All this does not apply to the so called “home-grown jihadists,” such as the Tsarnaev brothers or Michael Adebolajo of the horrific London incident. Their connection to Islam is tenuous. The Tsarnaev brothers grew in a family of non-believers. The Muslim beliefs of the Chechen people, like the religious beliefs of all the other peoples of the Soviet Union, were basically extinguished during the 70 years of the Soviet regime which was militantly atheist. Perhaps, the generation born before the 1917 Bolshevik Revolution, kept their religion (though there is much evidence that many did not), but they could not even transmit it to their children, because such transmission was considered criminal activity. Most of the Tsarnaev family members remain non-believers until today; those who turned to religion did so in the United States. Similarly, the family of Michael Adebolajo, a second generation immigrant from Nigeria, is Christian, the young man converted to Islam ten years ago, in Britain. This means that, rather than being the motivation (and cause) of these men’s actions, Islam in their cases becomes a puzzle that must be explained. Moreover, with the causal chain reversed, their actions can no longer be considered rational: their identities are not defined by Islam, and the political goals of the ideology are not their personal goals.
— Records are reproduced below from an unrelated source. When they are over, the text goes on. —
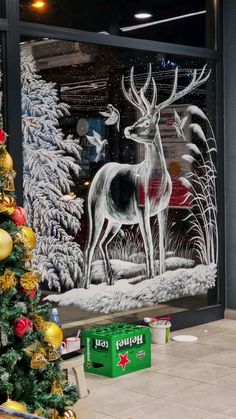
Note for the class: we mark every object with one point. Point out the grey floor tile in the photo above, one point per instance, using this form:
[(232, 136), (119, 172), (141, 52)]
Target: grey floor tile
[(156, 384), (226, 323), (207, 397), (228, 381), (198, 370), (161, 361), (219, 416), (231, 412), (161, 409), (225, 357), (113, 400), (225, 341), (186, 350)]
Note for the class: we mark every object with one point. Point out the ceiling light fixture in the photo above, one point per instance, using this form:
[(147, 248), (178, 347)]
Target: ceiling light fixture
[(142, 15), (158, 22), (38, 4)]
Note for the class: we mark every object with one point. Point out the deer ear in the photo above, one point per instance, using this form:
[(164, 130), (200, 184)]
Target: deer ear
[(156, 117)]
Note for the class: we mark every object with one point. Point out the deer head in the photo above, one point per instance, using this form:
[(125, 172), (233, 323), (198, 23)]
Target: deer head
[(142, 130)]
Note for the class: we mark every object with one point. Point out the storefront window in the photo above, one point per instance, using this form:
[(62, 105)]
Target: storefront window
[(173, 21), (119, 174), (2, 8)]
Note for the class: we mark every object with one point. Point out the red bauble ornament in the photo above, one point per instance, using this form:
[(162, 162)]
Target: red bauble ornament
[(22, 326), (19, 216), (2, 136), (30, 293)]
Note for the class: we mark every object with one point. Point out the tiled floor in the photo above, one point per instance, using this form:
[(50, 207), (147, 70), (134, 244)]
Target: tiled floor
[(186, 381)]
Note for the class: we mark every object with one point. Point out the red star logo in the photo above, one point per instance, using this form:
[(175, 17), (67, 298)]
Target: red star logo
[(123, 361)]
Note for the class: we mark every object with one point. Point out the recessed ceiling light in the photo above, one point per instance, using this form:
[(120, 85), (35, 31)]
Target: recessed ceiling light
[(38, 4), (142, 15)]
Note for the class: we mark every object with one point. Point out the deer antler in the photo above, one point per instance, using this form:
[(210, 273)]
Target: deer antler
[(134, 96), (195, 82)]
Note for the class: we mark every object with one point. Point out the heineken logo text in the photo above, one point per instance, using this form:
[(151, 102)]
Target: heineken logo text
[(100, 344), (129, 342)]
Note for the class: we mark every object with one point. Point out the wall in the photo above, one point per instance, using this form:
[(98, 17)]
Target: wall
[(229, 51)]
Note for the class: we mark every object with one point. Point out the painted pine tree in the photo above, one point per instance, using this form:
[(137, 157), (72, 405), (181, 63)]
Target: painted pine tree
[(50, 167)]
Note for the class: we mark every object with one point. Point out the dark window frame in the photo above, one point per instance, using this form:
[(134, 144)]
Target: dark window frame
[(12, 29)]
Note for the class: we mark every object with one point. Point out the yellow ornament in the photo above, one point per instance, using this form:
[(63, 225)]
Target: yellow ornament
[(7, 204), (29, 281), (7, 280), (38, 355), (17, 406), (54, 414), (6, 244), (39, 323), (56, 387), (54, 335), (39, 412), (38, 359), (69, 414), (8, 179), (6, 161), (52, 354), (29, 236)]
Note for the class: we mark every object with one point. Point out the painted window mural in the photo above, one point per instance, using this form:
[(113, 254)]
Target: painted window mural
[(119, 174)]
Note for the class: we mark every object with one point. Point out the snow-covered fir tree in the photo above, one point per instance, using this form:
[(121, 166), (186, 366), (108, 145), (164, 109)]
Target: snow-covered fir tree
[(50, 165)]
Could it be that they have turned to Islam, in the first place, because they felt uncomfortable in their original identity (as non-believers, in one case, and as Christian, in the other), in their social environment? Research I have done for my recent book (see below) on mental illness in the modern world, leads me to conclude that such was the case indeed. What we have here is young people suffering from a profound psychological malaise, expressed as discontent with what one is (a sense of inferiority, in fact) and social maladjustment—regularly presented both with depressive and schizophreniform disorders—which provokes in them violent emotions, rage against both themselves and the environment, and in their attempt to make sense of these emotions, they clutch at the available and salient ideologies (such as Islam, widely believed in our society, as well as in Britain, to motivate rage against the West), which then justify their emotions in their own eyes and allow them to express these emotions. Their acts are expressive, not instrumental; they help to achieve no goal beyond that. Therefore, they are not political acts at all and cannot be characterized as terrorist. Instead, they are symptoms of a widespread mental dis-ease. In fact, when the spurious connection of the “homegrown” terrorist acts, such as the recent Boston Marathon bombings and the London incident, to Islam no longer channels our investigations away from the focus on the personal history of the people who commit them, we observe how similar both the background and the nature of these violent acts are to those of Adam Lanza (of Newtown) or James Holmes (the Aurora theater shooter).

If this is so, it may be up to the mental health professions, rather than anti-terrorist agencies, to prevent similar tragic events in the future.